Politicians can’t break free from our car culture

Your editorial “Road critics go unheard” (LTT 07 March) asks why, when so many professional bodies and academics question renewed interest in increasing inter-urban road capacity, “…if their arguments are so sound, why do ministers not seem to be listening?”.

During my career as a transport professional (and I guess of just about everybody reading LTT) there have been many well-argued reasons put forward for reducing dependence on car use and associated modes such as road freight.

The shorter list of motor traffic exacerbated problems includes congestion, emissions (whether noxious, noise, or greenhouse gas varieties), destruction of rural and urban environments through road building, dependence on the vagaries of oil production, danger to other road users, loss of local community, reduction of children’s independent mobility, health disbenefits for those not engaged in ‘active travel’, the massive costs of road building and subsidy to the motor manufacturing industry etc, etc. There is a long list of criticisms of contemporary car culture and the institutions that back it up.

Yet successive governments have resolutely persisted with ‘predict-and-provide’ and business as usual whatever the warnings of all manner of concerned professionals and academics.

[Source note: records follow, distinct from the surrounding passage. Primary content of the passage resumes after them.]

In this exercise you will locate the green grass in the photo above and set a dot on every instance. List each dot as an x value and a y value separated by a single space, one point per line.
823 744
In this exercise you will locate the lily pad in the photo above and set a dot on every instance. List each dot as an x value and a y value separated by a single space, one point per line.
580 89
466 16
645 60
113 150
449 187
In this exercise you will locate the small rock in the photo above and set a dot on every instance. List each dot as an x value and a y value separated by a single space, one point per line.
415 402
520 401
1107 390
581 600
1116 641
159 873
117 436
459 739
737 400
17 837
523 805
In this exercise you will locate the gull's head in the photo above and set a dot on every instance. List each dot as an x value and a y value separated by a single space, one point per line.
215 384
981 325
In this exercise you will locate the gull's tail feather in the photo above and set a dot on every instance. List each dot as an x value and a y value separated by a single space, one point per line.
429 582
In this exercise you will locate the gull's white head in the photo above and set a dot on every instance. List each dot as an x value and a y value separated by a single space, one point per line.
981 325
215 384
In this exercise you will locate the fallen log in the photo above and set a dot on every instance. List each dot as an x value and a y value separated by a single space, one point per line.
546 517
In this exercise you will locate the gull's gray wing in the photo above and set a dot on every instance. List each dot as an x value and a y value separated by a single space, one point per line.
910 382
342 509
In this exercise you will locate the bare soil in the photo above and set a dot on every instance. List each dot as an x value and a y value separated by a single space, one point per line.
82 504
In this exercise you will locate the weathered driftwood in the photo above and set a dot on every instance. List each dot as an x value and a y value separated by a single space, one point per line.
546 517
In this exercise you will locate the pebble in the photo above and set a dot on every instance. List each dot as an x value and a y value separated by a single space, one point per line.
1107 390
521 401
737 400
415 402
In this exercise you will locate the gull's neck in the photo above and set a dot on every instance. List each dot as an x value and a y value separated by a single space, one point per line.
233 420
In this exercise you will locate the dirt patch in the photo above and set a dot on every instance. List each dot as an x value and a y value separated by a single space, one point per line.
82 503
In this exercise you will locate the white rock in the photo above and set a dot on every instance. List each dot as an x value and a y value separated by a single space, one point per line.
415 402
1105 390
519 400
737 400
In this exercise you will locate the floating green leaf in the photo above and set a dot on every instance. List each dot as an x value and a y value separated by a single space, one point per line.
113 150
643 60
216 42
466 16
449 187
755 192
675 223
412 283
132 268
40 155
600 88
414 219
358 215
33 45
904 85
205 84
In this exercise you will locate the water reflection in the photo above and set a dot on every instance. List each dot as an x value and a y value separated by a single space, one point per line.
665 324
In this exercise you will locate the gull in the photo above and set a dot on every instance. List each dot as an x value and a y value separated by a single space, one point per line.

To give just one example of the fanatic commitment towards increased motorisation: the last decade or so has seen median earners priced out of property ownership in the South East, and massive increase in costs for those renting. There are also all sorts of other well publicised costs of living have risen. Yet, despite there being little chance of these costs significantly declining, and the cost of motoring lower than it was a when New Labour last came to power, the last Opposition transport spokesperson voiced a commitment towards even cheaper motoring!

We are in the grip of a car culture which not only assumes increased car dependency as given, but excludes any significant attempts to have a real alternative. This not just due to the power of the motor manufacturers, or even the oil companies (are they likely to support a world with less fuel burned?) but a deeper cultural issue. Essentially, unless the sense of entitlement assumed by motorists is properly questioned, no real progress on road building or anything else can be expected.

Transport professionals are kidding themselves if they base their arguments on belief systems like cost-benefit analysis which underpin the system we now have. And they are kidding themselves if indeed they think that any form of argument will work which sidesteps fundamental features of car culture. Until they become car culture sceptics, it will be business as usual.